Saturday, January 9, 2010

Bank Policies Affecting You?


The Credit Card Act of 2009 was implemented last may to deal with the growing deceptive practices in the Credit Card industry. The changes are scheduled to for the February 2010, one might think during this time frame the banks are adjusting their policies but that is certainly not the case, reports confirm that they are simply adjusting their policies with the struggling economy.

The report which is titled Still Waiting: Unfair or deceptive Credit Card Practices Continue as Americans waits for new reforms to take effect. Amazingly 100% of the banks reviewed would fail to meet the requirements of the new Credit Card Act; in fact some of the practices which brought about the credit card legislation had become even more common. For instance in December 2008 92% of the banks reviewed raised interest rates on outstanding balances by changing their account agreements unilaterally, As of July 99.7 of the banks will raise their rates. The report also found that 95% of the banks apply payments in a manner that the Federal Reserve considers likely to cause “substantial monetary injury.” This means that the credit card issuer chooses how to apply your monthly payments, that’s possible because many accounts have multiple types of balances each with its own interest rate.
For instance the interest rate you may be charged for purchases could be 15%, while the interest rate for any cash advance could be 25%. Your credit card company decides where to apply the bulk of the payment and right now many apply payments to the portion of your balance with the lowest interest rate first.

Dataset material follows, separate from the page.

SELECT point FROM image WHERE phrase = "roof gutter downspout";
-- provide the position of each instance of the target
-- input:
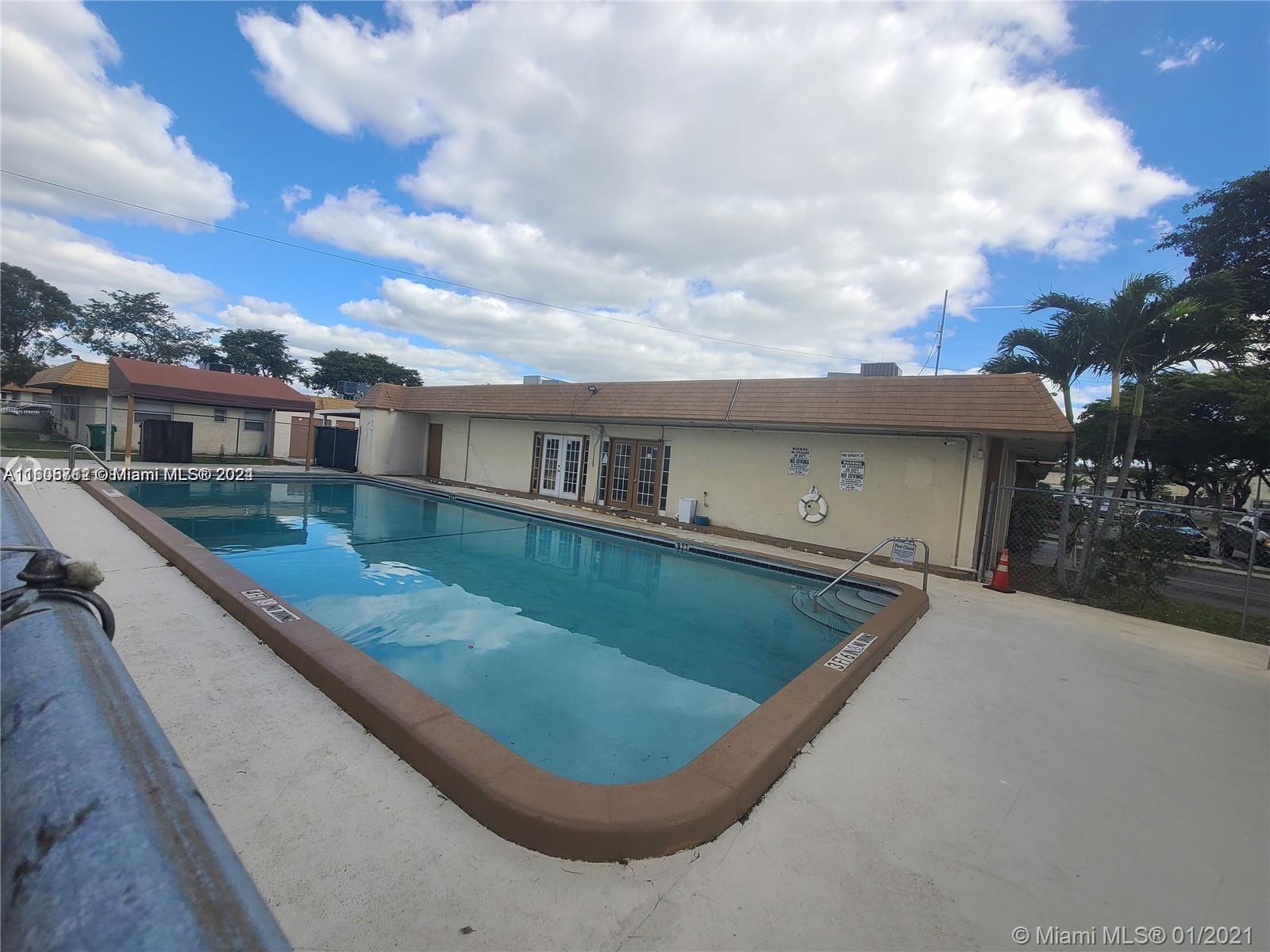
(727, 416)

Let us assume you had a total credit card balance of $1000.00, $600 of which were for purchases and the remaining $400 for cash advances; you then made a payment of $700, the bank would choose to apply the payment to the portion of the balance related to the purchases part with the lowest interest rate. The balance with the higher interest rate in this case the cash advance, would receive a smaller payment. The Credit Card Act abolishes this practice but until it takes effects banks continue to squeeze every dollar out of their accounts by applying payments this way. That’s why congress was considering moving the effective date of the act to December 1st.

From the bank’s perspective making the most out of the credit card side of the business before that happens makes make perfect sense, after all their real estate lending business has been hurting and it slow to turn around. At the same time the rising number of defaults a natural consequence of increasing unemployment among the banks clients means that banks have good reason to be anxious about the changes they will have to accommodate when the law takes effect. And there are still other changes you should be aware of.

Creditors are also making a departure from offering consumers fix interest rates, most contracts allow the lender to change the interest rate they offer to you for any reason; because of this the Credit Card Act requires that rates advertised as fixed must remain unchanged for a stated period of time. To avoid this some creditors are opting to convert their fixed rates to partially viable rates with fixed minimums. Partially viable rates are tied to an index like the prime rate and the minimum rate requirement would prevent card holders from enduring a low rate if the index fell below a predetermined limit. In December of 2008 10% of banks attach partially viable rates to their credit cards, however in July of 2009 38% of the banks studied now offer partially viable rates.